Ambigüidade na política de comércio exterior
A falta de uma opção estratégica clara para o comércio exterior, segundo o coordenador de pós-graduação do Instituto de Economia da UFRJ, Edson Peterli, é o principal motivo da baixa competitividade brasileira no comércio internacional. Em sua opinião, o país deveria ter pautado suas decisões de política industrial ou pela obtenção de vantagens absolutas, o que implicaria investir na invenção e em monopólios por patentes, ou pelo exercício de vantagens comparativas, o que significaria apostar na redução dos custos de produção, por exemplo via capacitação de mão-de-obra técnica, e conseqüentemente na redução dos preços.

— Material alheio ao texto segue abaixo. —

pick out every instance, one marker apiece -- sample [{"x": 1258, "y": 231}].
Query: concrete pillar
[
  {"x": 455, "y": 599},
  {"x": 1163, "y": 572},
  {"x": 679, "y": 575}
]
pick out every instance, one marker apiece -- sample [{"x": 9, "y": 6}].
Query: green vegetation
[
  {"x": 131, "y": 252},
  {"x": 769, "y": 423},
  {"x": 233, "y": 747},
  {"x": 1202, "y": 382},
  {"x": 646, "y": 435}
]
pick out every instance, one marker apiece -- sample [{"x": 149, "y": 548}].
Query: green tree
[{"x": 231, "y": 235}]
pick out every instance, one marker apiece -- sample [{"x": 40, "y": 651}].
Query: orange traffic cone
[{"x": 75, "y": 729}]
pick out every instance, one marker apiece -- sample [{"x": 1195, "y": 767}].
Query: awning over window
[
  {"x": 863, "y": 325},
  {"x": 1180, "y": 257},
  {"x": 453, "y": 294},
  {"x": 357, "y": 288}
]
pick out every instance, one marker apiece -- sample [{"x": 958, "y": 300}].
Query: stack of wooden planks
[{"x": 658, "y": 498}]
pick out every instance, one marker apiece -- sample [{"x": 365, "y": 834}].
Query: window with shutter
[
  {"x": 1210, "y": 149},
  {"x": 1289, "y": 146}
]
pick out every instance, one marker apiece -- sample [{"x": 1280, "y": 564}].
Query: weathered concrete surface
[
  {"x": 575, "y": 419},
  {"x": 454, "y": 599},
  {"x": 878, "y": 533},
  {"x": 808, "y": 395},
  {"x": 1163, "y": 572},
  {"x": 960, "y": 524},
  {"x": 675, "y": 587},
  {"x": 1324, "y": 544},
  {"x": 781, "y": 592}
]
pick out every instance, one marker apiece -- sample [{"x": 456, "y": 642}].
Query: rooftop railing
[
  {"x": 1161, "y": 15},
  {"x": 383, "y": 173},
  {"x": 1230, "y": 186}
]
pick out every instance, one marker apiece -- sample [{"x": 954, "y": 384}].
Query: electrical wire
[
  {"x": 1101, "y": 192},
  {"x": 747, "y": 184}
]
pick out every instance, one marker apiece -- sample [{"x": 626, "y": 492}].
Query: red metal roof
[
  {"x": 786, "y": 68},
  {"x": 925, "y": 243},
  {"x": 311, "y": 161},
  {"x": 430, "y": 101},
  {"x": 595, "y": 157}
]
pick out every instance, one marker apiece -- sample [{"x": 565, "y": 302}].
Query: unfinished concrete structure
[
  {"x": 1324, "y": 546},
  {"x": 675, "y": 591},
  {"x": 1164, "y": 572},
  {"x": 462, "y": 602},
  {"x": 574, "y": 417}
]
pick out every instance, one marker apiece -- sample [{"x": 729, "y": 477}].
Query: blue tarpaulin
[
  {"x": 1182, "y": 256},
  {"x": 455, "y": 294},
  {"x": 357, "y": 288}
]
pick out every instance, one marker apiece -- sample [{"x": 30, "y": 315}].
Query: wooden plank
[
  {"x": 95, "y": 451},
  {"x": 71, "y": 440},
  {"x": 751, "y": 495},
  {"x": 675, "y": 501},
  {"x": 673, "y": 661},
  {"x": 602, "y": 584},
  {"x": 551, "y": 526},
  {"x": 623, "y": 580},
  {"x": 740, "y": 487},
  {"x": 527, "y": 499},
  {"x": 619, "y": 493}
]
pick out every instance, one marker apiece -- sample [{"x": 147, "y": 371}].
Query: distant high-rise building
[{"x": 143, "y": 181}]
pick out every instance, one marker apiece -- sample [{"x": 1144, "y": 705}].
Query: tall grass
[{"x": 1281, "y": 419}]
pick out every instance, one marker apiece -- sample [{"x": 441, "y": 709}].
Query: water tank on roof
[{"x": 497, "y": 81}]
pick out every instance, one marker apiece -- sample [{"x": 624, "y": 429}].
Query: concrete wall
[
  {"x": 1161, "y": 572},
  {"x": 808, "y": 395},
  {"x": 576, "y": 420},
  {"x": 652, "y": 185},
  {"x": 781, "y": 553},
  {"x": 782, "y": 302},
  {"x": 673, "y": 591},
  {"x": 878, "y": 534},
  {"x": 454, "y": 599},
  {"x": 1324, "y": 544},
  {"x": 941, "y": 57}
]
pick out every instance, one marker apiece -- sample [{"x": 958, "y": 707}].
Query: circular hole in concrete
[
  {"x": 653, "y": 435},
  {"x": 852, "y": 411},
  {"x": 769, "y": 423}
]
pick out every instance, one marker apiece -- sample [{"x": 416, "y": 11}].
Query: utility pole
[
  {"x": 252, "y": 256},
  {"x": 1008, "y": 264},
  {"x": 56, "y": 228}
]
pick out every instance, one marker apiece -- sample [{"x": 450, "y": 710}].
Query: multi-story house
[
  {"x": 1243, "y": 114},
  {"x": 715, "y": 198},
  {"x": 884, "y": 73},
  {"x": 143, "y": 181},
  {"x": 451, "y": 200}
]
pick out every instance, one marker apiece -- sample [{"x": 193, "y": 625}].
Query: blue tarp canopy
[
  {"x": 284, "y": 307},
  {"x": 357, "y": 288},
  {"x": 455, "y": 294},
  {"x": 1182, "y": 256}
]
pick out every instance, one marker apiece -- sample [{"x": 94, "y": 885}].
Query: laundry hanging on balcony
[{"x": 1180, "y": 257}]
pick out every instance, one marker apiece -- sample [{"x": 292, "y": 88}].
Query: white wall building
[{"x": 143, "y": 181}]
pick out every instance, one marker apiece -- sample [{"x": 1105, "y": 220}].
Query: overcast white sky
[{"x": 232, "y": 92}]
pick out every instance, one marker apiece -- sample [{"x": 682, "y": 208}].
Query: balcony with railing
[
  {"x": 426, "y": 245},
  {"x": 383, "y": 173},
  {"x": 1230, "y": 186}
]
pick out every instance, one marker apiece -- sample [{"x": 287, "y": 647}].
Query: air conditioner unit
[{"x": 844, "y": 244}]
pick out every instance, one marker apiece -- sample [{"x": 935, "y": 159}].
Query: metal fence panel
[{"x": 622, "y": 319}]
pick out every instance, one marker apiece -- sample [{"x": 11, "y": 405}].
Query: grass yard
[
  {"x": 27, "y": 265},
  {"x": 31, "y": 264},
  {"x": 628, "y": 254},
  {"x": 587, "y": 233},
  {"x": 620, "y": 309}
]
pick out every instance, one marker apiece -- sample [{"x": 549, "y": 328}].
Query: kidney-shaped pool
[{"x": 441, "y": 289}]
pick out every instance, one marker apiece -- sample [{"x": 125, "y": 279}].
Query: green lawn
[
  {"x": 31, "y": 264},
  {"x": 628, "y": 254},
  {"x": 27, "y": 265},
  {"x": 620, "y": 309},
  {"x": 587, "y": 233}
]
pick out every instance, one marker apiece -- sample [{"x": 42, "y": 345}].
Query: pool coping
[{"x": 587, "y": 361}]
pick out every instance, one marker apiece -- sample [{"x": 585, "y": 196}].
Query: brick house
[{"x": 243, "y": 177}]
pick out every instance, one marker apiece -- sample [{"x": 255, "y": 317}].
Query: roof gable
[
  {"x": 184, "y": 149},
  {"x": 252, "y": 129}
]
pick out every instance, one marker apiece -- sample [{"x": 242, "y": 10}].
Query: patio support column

“O problema é que no Brasil essa escolha ficou a cargo da própria indústria – lamenta o professor – pois o governo não olha o mercado externo como uma variável estratégica de composição da política industrial. Para se ter uma política de comércio exterior bem sucedida é preciso deixar claro se as empresas nacionais vão competir com vantagens absolutas ou comparativas”. Como no Brasil essa sinalização é ambígua, segundo Peterli, as empresas tendem a uma postura defensiva e muitas preferem o conforto do mercado doméstico à arriscada aventura exportadora. No que tange ao relacionamento com o governo, em sua opinião, a maioria se perde em reivindicações pontuais relacionadas a redução de custos em curto prazo. “O incentivo imediato só é bom se o empresário aproveitá-lo para construir diferenciais de longo prazo”- afirma.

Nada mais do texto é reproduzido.